This chapter examines the dialectics of western Christianity and African
traditional spirituality in the formation of social identity of the Acholi community
of northern Uganda. It argues that Acholi traditional spirituality has made a positive
contribution to Acholi cosmology, civil coexistence and community wellbeing. The
attacks by western Christian ideology on its foundation reflect colonial
misunderstanding of its roles in social identity and the attacks of globalization on
its existence is a manifestation of the process began and intensified by
colonialism’s intrusive and unequal relationships of exchange and domination.
This study is significant because no systematic study of the impact of Christian
missionary education and globalization on Acholi traditional spirituality has been
done. The chapter hopes for an appreciation of the relevance and the realization of
the effective role of traditional spirituality in identity formation and organization of
community life. It will explore the possibility of syncretism between Christian and
Acholi spirituality in the educational system for holistic learning, with due
considerations for context specific Acholi spiritual benefits.

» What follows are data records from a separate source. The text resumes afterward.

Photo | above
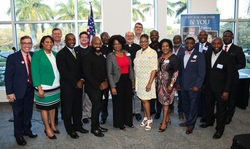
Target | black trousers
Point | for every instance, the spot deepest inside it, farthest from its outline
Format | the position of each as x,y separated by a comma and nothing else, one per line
96,99
213,98
22,112
122,103
72,110
232,101
105,104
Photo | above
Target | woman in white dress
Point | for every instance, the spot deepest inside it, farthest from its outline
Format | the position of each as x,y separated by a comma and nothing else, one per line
145,66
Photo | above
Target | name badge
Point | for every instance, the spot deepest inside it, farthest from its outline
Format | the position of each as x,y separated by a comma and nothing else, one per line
219,66
166,61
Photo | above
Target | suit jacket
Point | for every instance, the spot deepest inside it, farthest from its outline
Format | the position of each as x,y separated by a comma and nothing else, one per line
194,73
180,52
16,75
114,71
220,76
94,70
208,47
41,69
240,60
69,68
132,49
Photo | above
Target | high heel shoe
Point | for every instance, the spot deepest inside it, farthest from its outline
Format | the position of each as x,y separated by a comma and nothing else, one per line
144,122
53,137
149,124
56,131
168,122
123,128
162,130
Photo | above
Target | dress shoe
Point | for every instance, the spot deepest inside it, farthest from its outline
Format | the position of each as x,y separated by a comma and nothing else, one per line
73,135
102,129
97,133
228,120
82,130
138,116
157,115
170,111
85,120
181,116
21,141
103,121
217,135
152,112
52,137
203,120
183,124
206,125
31,134
189,131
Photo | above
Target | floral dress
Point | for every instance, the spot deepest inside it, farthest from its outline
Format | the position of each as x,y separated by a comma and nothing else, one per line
167,70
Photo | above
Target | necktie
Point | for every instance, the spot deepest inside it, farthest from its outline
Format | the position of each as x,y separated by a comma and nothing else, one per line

N. Wane et al. (eds.), Spirituality, Education & Society, 111–124.

© 2011 Sense Publishers. All rights reserved.

Four main interests run throughout this chapter. The first locates myself in the
work and also provides literature reviews with focus on the definition of
spirituality from the perspectives of different theorists. The second part offers
theoretical frameworks with analysis of two major theories and how these theories
implicate spirituality in the decolonization process. The third section discusses the
dual spirituality of the Acholi people of northern Uganda as a tool for resistance
and the last part offers recommendations for the integration of spirituality in the
contemporary school curriculum for holistic learning.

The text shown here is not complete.